SOLDIERS CHATBOX ..... BIGGER AND BETTER

Wednesday, October 28, 2009

Top Qaida leader, presumed dead, promises more attacks against India, west

NEW DELHI: Al-Qaida leader and one of ISI's top terrorists against India, Ilyas Kashmiri, who was supposed to have been killed in a US drone attack on September 14, did not die after all.

Kashmiri, who is known to be the operational chief of Harkat-ul-Jihad Islami (HuJI), apparently survived the air strike in village Turrikhel, near Mir Ali in North Waziristan. About 10 days ago, he gave an interview to a Pakistani reporter from Asia Times Online to promise further attacks against the west, saying chillingly that the Mumbai attacks would pale in comparison to what they had planned.
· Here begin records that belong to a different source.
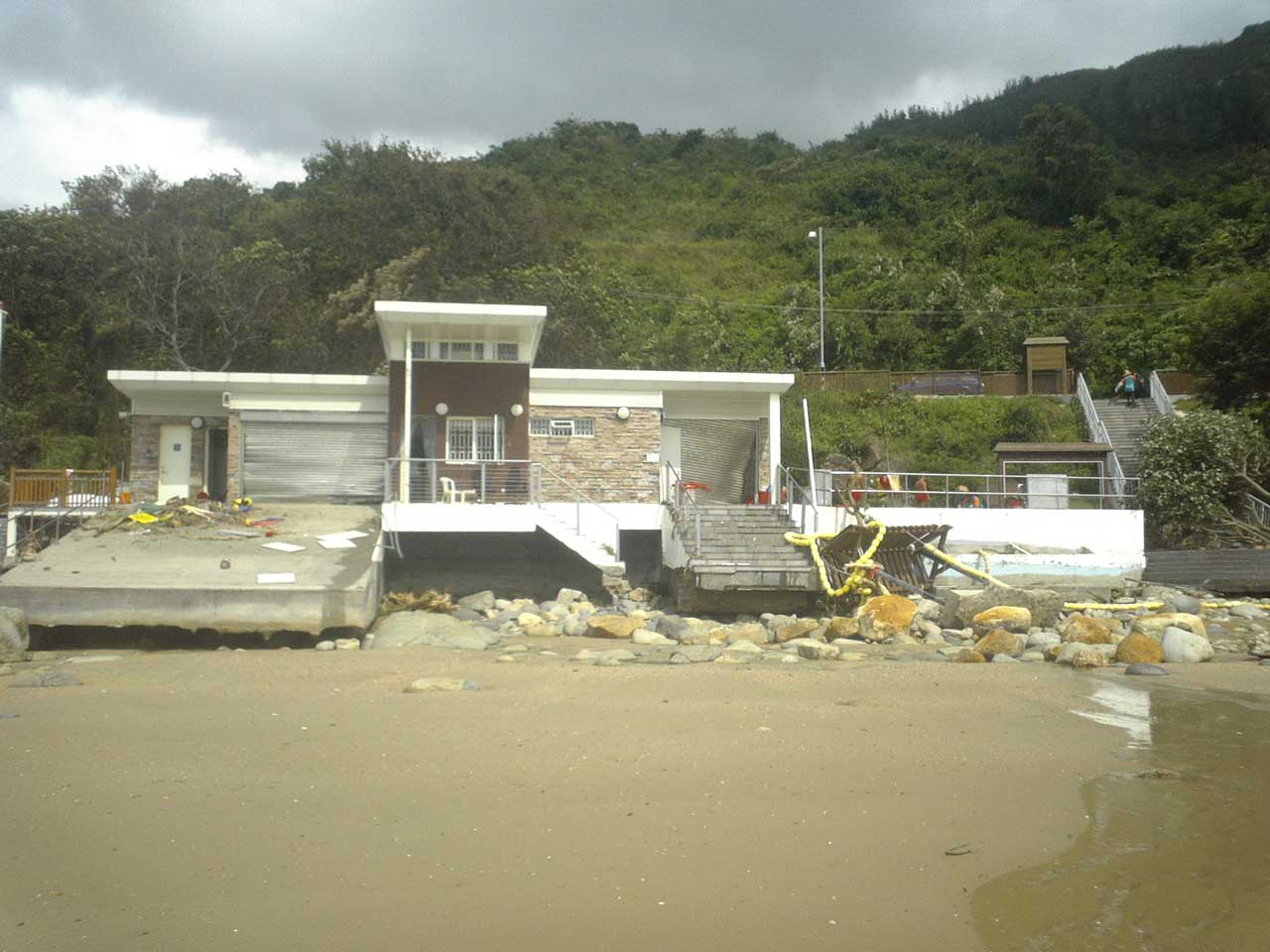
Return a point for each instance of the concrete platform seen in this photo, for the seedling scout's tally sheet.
(173, 575)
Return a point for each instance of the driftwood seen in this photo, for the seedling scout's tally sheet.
(427, 601)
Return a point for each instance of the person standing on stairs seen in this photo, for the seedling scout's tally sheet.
(1130, 384)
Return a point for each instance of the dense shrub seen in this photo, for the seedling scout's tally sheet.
(1197, 471)
(945, 434)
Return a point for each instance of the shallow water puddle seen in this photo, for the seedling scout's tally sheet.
(1123, 707)
(1176, 855)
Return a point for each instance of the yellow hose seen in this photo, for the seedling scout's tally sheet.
(865, 562)
(1134, 606)
(858, 567)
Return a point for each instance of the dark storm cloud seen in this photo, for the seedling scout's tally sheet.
(285, 75)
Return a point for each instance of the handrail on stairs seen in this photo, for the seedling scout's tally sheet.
(681, 499)
(1160, 397)
(579, 498)
(1098, 431)
(790, 490)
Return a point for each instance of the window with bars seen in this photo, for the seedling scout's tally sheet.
(463, 350)
(575, 426)
(474, 438)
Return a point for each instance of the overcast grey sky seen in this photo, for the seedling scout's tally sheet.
(190, 86)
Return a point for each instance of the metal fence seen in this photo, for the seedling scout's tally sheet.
(959, 490)
(922, 382)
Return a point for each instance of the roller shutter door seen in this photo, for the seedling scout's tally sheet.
(720, 453)
(314, 456)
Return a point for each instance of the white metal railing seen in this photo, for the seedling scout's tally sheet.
(680, 495)
(1160, 397)
(420, 480)
(541, 476)
(792, 493)
(944, 490)
(1098, 434)
(1259, 509)
(426, 480)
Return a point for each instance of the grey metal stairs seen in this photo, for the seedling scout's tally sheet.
(1125, 426)
(743, 548)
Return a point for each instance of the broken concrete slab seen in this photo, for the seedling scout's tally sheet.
(960, 606)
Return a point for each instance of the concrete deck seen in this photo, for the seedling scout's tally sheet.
(173, 576)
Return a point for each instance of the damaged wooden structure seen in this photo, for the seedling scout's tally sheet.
(902, 555)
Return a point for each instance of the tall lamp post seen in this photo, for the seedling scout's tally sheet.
(3, 315)
(820, 244)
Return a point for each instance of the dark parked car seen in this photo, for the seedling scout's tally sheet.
(944, 384)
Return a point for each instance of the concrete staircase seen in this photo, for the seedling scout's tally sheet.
(743, 548)
(1125, 426)
(593, 549)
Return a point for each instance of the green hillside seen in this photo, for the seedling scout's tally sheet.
(1125, 208)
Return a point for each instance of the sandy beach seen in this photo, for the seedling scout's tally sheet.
(270, 798)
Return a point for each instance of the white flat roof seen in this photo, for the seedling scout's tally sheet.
(568, 379)
(456, 312)
(134, 382)
(444, 320)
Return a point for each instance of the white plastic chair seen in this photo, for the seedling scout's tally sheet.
(448, 494)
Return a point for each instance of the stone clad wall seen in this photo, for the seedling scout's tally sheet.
(234, 457)
(610, 467)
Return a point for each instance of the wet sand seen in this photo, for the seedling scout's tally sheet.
(295, 798)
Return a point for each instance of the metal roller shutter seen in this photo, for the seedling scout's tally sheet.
(293, 457)
(719, 453)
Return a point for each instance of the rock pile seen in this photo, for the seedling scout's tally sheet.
(1003, 627)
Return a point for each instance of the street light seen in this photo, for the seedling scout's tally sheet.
(3, 315)
(820, 243)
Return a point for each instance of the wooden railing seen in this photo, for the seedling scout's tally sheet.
(62, 489)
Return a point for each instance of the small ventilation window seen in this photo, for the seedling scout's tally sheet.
(545, 426)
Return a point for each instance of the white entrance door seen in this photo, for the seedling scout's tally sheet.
(671, 453)
(173, 462)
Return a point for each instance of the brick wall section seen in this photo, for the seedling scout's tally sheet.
(234, 457)
(144, 458)
(610, 467)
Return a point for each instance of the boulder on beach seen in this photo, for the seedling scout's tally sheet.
(1139, 649)
(883, 617)
(960, 606)
(1012, 619)
(1080, 655)
(1182, 647)
(798, 629)
(413, 629)
(998, 643)
(842, 627)
(1088, 631)
(1155, 625)
(611, 626)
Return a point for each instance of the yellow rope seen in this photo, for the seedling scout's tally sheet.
(1134, 606)
(858, 567)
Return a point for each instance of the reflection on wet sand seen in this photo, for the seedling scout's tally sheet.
(1175, 856)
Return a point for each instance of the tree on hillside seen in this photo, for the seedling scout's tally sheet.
(1228, 341)
(1197, 474)
(1069, 173)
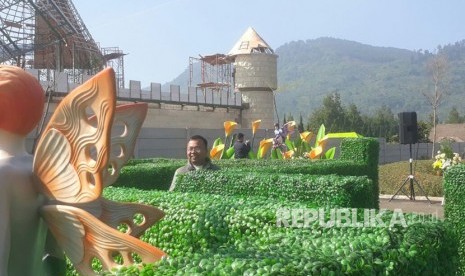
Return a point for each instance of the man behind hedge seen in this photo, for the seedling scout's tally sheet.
(197, 158)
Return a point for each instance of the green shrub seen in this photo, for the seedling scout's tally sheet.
(220, 235)
(321, 190)
(454, 210)
(148, 175)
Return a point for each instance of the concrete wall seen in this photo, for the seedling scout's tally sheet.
(171, 143)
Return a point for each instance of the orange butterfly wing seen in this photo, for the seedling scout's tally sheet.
(75, 159)
(83, 143)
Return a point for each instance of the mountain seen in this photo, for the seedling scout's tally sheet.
(364, 75)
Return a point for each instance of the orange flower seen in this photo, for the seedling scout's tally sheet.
(306, 136)
(215, 152)
(316, 152)
(265, 145)
(229, 127)
(288, 154)
(291, 126)
(255, 125)
(323, 141)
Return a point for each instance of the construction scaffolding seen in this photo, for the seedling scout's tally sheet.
(48, 35)
(215, 72)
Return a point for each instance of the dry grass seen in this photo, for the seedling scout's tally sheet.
(391, 177)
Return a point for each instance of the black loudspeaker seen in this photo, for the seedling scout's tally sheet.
(408, 128)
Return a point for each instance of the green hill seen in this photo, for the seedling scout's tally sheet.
(367, 76)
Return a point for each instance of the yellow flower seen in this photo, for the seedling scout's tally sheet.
(265, 145)
(229, 127)
(215, 152)
(306, 136)
(255, 125)
(288, 154)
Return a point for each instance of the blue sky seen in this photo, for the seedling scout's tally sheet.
(160, 35)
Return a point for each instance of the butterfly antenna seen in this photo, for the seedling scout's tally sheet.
(40, 128)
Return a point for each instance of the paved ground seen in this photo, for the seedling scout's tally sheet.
(419, 205)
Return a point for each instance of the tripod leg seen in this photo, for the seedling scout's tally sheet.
(401, 187)
(419, 186)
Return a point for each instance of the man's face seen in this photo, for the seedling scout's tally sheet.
(196, 152)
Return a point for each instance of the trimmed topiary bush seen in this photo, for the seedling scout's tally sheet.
(321, 190)
(454, 210)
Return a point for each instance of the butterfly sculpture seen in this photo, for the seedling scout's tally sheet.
(81, 150)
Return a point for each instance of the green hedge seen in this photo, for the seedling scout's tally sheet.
(364, 151)
(220, 235)
(454, 209)
(148, 175)
(359, 157)
(321, 190)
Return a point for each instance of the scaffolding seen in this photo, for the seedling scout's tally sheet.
(114, 57)
(215, 73)
(49, 35)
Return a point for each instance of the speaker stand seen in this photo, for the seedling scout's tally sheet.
(411, 180)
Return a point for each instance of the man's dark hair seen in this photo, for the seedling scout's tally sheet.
(199, 137)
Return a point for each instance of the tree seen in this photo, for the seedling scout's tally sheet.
(438, 68)
(454, 117)
(424, 129)
(331, 114)
(353, 119)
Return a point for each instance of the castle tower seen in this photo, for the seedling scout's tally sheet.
(255, 76)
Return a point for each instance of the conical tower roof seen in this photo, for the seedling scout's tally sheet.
(250, 42)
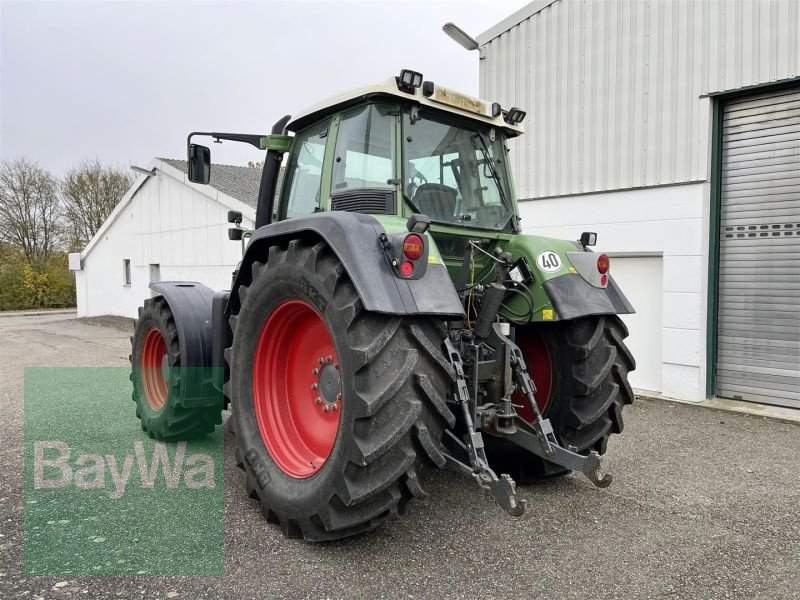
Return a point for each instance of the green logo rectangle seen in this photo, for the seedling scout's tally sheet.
(101, 498)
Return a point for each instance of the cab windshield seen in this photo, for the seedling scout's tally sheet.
(455, 172)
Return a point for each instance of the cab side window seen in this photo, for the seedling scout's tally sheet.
(364, 156)
(303, 182)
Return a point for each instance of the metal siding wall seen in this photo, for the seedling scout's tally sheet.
(613, 88)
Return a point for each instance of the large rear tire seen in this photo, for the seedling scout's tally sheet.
(156, 375)
(580, 369)
(303, 343)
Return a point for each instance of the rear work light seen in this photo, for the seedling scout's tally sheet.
(413, 247)
(603, 264)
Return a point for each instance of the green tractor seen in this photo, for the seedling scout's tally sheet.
(388, 316)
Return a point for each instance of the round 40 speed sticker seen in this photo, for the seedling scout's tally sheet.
(548, 261)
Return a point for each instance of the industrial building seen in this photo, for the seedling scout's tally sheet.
(672, 129)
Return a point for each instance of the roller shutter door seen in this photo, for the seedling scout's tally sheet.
(758, 337)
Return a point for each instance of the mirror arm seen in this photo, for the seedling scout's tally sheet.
(252, 139)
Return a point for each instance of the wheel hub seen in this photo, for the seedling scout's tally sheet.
(329, 384)
(297, 388)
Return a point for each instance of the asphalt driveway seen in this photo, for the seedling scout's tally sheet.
(704, 504)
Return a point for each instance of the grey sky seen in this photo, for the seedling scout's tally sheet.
(125, 82)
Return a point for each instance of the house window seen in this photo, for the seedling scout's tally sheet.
(126, 271)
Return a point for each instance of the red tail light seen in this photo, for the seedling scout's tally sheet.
(413, 247)
(407, 269)
(603, 264)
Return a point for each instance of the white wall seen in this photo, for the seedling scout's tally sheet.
(169, 223)
(670, 220)
(642, 278)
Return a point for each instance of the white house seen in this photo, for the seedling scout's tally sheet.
(672, 129)
(165, 228)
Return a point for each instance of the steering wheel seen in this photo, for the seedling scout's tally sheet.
(412, 186)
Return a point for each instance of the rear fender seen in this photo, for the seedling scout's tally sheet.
(563, 287)
(354, 238)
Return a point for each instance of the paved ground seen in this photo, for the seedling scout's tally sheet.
(704, 504)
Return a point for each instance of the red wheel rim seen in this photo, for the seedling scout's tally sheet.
(537, 359)
(154, 382)
(297, 389)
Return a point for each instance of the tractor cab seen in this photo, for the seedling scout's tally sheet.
(397, 148)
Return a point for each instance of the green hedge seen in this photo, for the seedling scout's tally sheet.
(25, 286)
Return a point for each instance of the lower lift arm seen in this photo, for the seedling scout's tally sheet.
(537, 438)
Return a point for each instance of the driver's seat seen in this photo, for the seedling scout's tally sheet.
(436, 200)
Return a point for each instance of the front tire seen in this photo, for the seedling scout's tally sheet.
(333, 474)
(157, 378)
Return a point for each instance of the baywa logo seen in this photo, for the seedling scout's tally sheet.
(54, 469)
(101, 497)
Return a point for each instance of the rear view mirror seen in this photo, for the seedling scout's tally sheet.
(199, 163)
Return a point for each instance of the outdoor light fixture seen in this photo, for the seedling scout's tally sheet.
(143, 171)
(409, 81)
(461, 37)
(515, 115)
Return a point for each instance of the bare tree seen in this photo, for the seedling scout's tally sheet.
(90, 192)
(30, 214)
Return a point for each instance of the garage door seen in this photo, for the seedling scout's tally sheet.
(758, 340)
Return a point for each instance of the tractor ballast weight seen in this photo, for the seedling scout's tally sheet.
(388, 314)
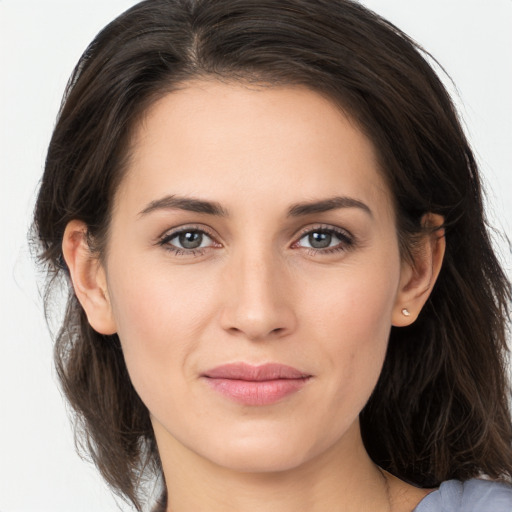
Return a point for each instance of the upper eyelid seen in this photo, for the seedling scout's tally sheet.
(322, 227)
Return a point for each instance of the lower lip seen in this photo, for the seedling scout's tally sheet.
(250, 392)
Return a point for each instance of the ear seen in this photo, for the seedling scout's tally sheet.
(88, 278)
(418, 277)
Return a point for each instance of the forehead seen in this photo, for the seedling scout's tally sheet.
(272, 144)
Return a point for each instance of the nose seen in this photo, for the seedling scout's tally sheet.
(259, 300)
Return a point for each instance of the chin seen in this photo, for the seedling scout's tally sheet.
(261, 454)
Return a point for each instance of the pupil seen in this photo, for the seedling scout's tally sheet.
(191, 239)
(320, 240)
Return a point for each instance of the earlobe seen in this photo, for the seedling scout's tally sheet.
(88, 278)
(419, 276)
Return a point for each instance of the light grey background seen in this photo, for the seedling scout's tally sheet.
(40, 41)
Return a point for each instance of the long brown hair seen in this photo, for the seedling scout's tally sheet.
(441, 407)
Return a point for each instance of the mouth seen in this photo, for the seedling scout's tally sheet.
(256, 385)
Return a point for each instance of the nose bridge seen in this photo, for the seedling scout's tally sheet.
(258, 304)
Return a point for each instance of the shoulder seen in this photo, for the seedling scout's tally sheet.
(471, 496)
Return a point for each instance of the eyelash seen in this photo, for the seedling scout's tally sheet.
(346, 241)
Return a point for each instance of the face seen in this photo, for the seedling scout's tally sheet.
(253, 273)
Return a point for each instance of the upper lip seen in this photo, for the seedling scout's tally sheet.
(244, 371)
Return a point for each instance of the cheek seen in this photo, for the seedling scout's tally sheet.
(159, 316)
(350, 320)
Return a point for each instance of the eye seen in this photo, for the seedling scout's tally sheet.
(325, 240)
(187, 241)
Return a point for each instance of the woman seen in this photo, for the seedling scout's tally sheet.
(272, 229)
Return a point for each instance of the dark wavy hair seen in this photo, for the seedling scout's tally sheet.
(441, 407)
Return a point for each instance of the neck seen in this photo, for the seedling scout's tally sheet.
(342, 478)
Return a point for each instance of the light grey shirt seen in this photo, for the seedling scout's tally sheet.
(470, 496)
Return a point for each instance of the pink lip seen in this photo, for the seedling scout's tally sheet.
(256, 385)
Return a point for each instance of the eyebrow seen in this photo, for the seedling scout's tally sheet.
(325, 205)
(189, 204)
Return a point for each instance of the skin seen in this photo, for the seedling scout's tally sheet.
(256, 292)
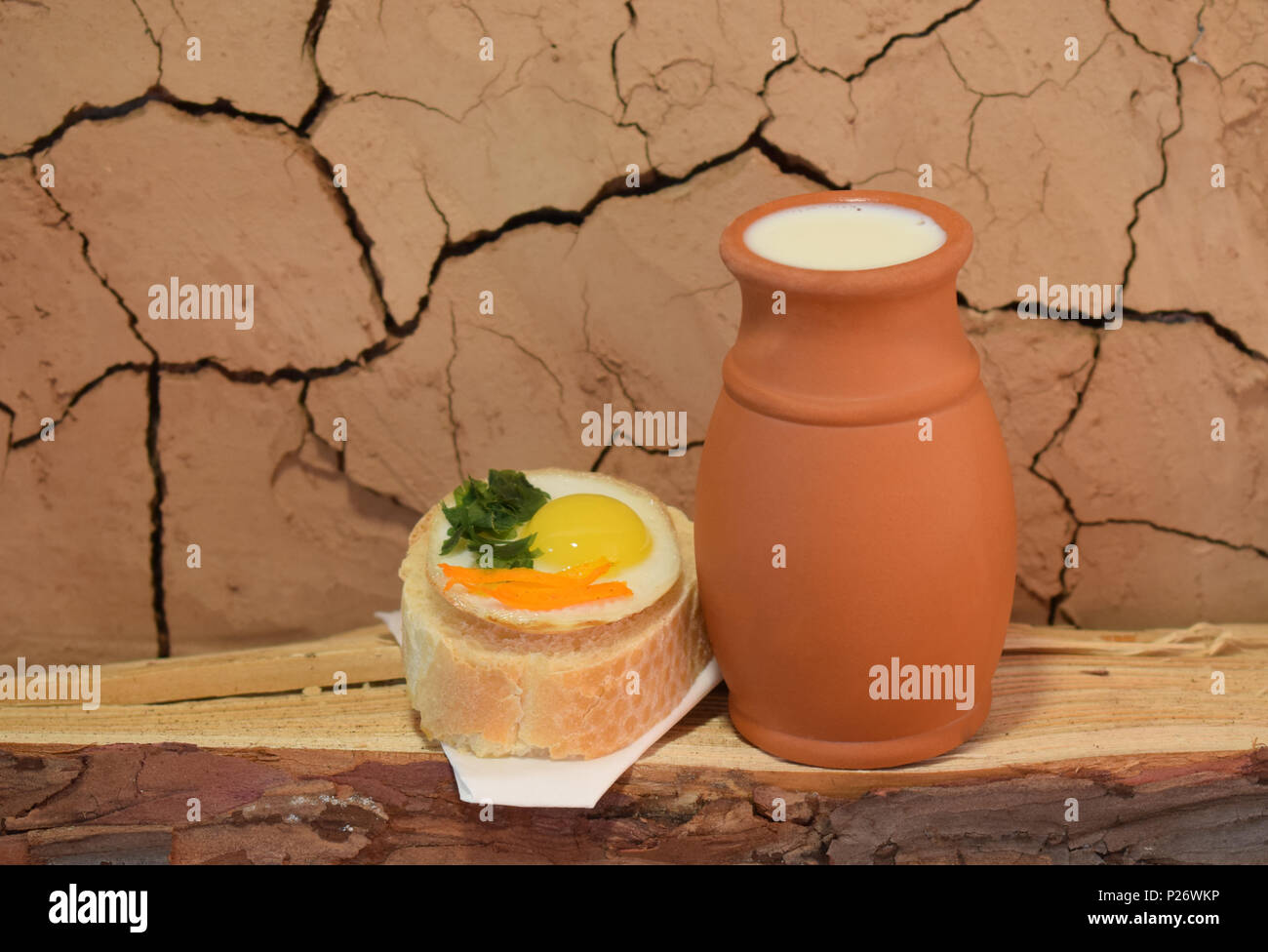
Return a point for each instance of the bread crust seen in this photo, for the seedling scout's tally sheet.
(566, 694)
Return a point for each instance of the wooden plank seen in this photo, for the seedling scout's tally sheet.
(1124, 723)
(367, 654)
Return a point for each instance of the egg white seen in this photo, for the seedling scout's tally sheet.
(647, 579)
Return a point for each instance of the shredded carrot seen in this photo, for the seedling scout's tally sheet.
(534, 589)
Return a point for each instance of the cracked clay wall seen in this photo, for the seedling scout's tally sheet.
(372, 169)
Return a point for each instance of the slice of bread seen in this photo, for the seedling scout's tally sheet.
(575, 694)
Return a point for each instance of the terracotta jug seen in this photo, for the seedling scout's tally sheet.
(854, 528)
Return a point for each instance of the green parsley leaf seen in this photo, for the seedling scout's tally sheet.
(490, 513)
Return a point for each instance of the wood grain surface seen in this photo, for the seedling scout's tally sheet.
(287, 770)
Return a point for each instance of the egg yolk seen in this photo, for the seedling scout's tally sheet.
(586, 526)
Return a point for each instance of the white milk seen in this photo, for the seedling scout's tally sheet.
(844, 236)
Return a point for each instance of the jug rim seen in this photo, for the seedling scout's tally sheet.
(938, 265)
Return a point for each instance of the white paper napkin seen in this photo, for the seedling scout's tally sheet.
(536, 781)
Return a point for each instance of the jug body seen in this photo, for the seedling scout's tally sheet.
(854, 523)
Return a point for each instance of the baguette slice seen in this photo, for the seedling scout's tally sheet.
(498, 691)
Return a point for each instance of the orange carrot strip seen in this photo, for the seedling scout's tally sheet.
(544, 599)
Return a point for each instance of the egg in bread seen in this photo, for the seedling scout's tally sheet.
(494, 671)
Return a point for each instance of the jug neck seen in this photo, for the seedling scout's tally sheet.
(850, 347)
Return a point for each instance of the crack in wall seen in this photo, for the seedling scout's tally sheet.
(1146, 193)
(654, 181)
(1056, 600)
(152, 38)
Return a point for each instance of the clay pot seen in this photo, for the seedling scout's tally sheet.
(831, 538)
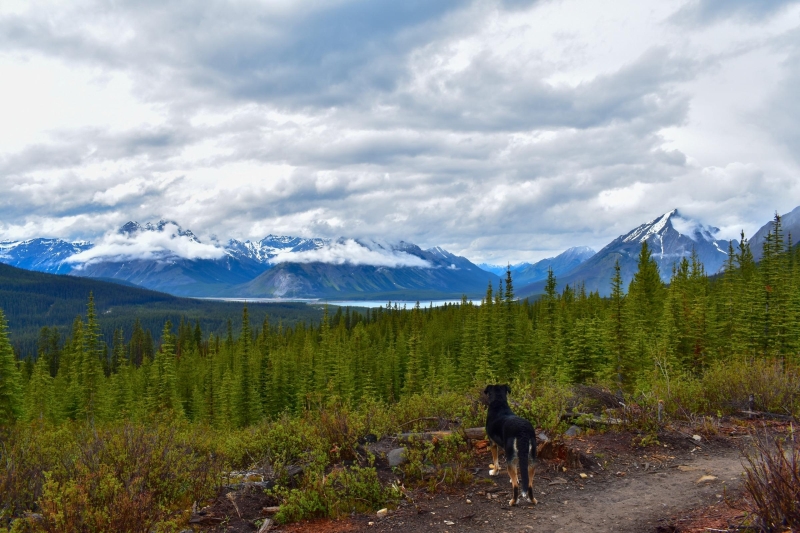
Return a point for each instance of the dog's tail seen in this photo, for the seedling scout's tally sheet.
(524, 445)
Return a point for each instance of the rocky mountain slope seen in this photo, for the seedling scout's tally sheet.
(670, 238)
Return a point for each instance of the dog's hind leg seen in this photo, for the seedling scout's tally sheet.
(495, 467)
(531, 471)
(512, 473)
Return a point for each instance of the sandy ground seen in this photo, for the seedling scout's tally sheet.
(674, 485)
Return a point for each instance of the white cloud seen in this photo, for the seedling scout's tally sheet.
(146, 245)
(353, 252)
(502, 135)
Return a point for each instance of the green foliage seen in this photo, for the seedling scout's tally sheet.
(292, 392)
(543, 402)
(342, 491)
(438, 463)
(10, 379)
(772, 483)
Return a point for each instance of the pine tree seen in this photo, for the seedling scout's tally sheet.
(617, 331)
(10, 379)
(247, 401)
In his interview, Kashmiri reportedly said, "Those who planned this battle actually aimed to bring the world's biggest Satan (US and its allies) into this trap and swamp Afghanistan... However, the great Satan was full of arrogance of its superiority and thought of Afghans as helpless statues who would be hit from all four sides by its war machines, and they would not have the power and capacity to retaliate. This was the illusion on which a great alliance of world powers came to Afghanistan, but due to their misplaced conceptions, they gradually became trapped in Afghanistan. Today, NATO does not have any significance or relevance. They have lost the war in Afghanistan."

He reserved special venom for India. "The RAW has detachment command centres in the Afghan provinces of Kunar, Jalalabad, Khost, Argun, Helmand and Kandahar. The cover operations are road construction companies. For instance, the road construction contract from Khost city to the Tanai tribal area is handled by a contractor who is actually a current Indian army colonel. In Gardez, telecommunications companies are the cover for Indian intelligence operations. Mostly, their men operate with Muslim names, but actually the employees are Hindus."

When the reporter asked him if there could be more Mumbai-like attacks against India, Kashmiri said it was "nothing" compared to what had been planned for the future.

According to terrorism analyst Bill Roggio, Kashmiri could be linked to last week's terror attacks against the Pakistan army headquarters in Rawalpindi. Pakistan's interior ministry has labelled Kashmiri the fourth most wanted terrorist. However, Indian security offcials aver that Kashmiri retains his close links with the Pakistani intelligence and military establishment.

Roggio quotes US intelligence officials in his website `The Long War Journal' as saying, "Harkat-ul-Jihad Islami, Laskhar-e-Jhangvi, Lashkar-e-Toiba, Jaish-e-Mohammed and several other Pakistani terror groups have merged with Al Qaeda in Pakistan, and operate under the name of Brigade 313. This group is interlinked with Pakistan's Taliban and also recruits senior members of Pakistan's military and intelligence services."